И он вылетел из комнаты, с грохотом захлопнув за собой дверь. «Будешь просто независимой женщиной, живущей как все, вот и все…» Знать бы Мингслею, какое благословение он призвал на ее голову, вместо того чтобы проклясть!





Кендри вернулся в гавань Удачного самостоятельно. С его парусами управлялась довольно-таки поредевшая команда, но корабль летел как на крыльях. Рэйн Хупрус наблюдал за его приближением, сидя на дырявой крыше обгорелого лабаза в порту. Тинталья описала над ними круг в небесах, блеснув серебром. Ее разум коротко соприкоснулся с сознанием Рэйна.

«Та, которую вы зовете Офелией… Она тоже идет домой».

Рэйн смотрел, как Кендри швартовался возле одного из уцелевших причалов. Сразу было видно, что живой корабль сильно переменился. Носовое изваяние — симпатичный мальчишка — больше не размахивало руками и не горланило, радуясь счастливому возвращению. Кендри крепко жмурил глаза, скрестив на груди руки. Рэйн догадывался, что с ним произошло. Должно быть, Тинталья поведала Кендри о том, кем он, бедняга, на самом деле являлся.

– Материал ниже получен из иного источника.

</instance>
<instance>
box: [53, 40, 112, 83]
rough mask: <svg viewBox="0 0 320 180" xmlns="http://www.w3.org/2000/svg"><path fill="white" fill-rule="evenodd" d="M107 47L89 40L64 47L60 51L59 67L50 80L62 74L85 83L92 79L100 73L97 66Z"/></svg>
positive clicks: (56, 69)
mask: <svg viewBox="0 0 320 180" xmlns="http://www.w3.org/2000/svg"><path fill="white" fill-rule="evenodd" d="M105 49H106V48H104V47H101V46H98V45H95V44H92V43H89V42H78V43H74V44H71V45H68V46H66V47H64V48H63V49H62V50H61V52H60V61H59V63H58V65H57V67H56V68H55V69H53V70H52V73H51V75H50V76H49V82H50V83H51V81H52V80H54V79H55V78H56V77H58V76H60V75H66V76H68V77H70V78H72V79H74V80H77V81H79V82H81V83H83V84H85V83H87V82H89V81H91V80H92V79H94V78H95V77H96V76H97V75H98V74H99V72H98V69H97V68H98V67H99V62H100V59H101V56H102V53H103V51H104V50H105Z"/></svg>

И так уже, путешествуя на борту живого корабля, Рэйн смутно чувствовал присутствие дракона, таившегося в недрах личности Кендри, и ощущение было, прямо скажем, не из приятных. А теперь, когда его воспоминания, надо думать, полностью пробудились…

Рэйн почувствовал, как душу заливает медленная и неотвратимая жуть. Похоже, подобная перемена должна была произойти с каждым из живых кораблей и ему предстояло это увидеть. Он представил себе их потрясенные лица, их взгляды, обращенные в себя… Каждый станет живым обвинением ему, Рэйну, в том, что некогда совершили его предки. Пусть даже по незнанию совершили, но кому теперь от этого легче? В любом случае, они отняли у нерожденных драконов их настоящие жизни, а души обрекли на бескрылую и бесполую вечность в облике парусных кораблей.

Рэйн понимал, что должен радоваться хотя бы тому, что Офелия, по всей видимости, вышла победительницей из схваток с калсидийскими кораблями. Однако радости не было. Он лишь представлял себе, как Грэйг Тенира примчится на пристань приветствовать Офелию, которую любил всю жизнь, — и увидит перед собой глаза драконицы, злобно горящие на деревянном лице. Рэйну отчаянно не хотелось при этом присутствовать. Ибо тогда станет совсем очевидно, что его пращуры нанесли непоправимый ущерб не только драконьему роду. Ему достаточно будет взглянуть на друга, чтобы понять, какой удар обрушился на все старинные семьи Удачного, привыкшие гордиться своими семейными кораблями.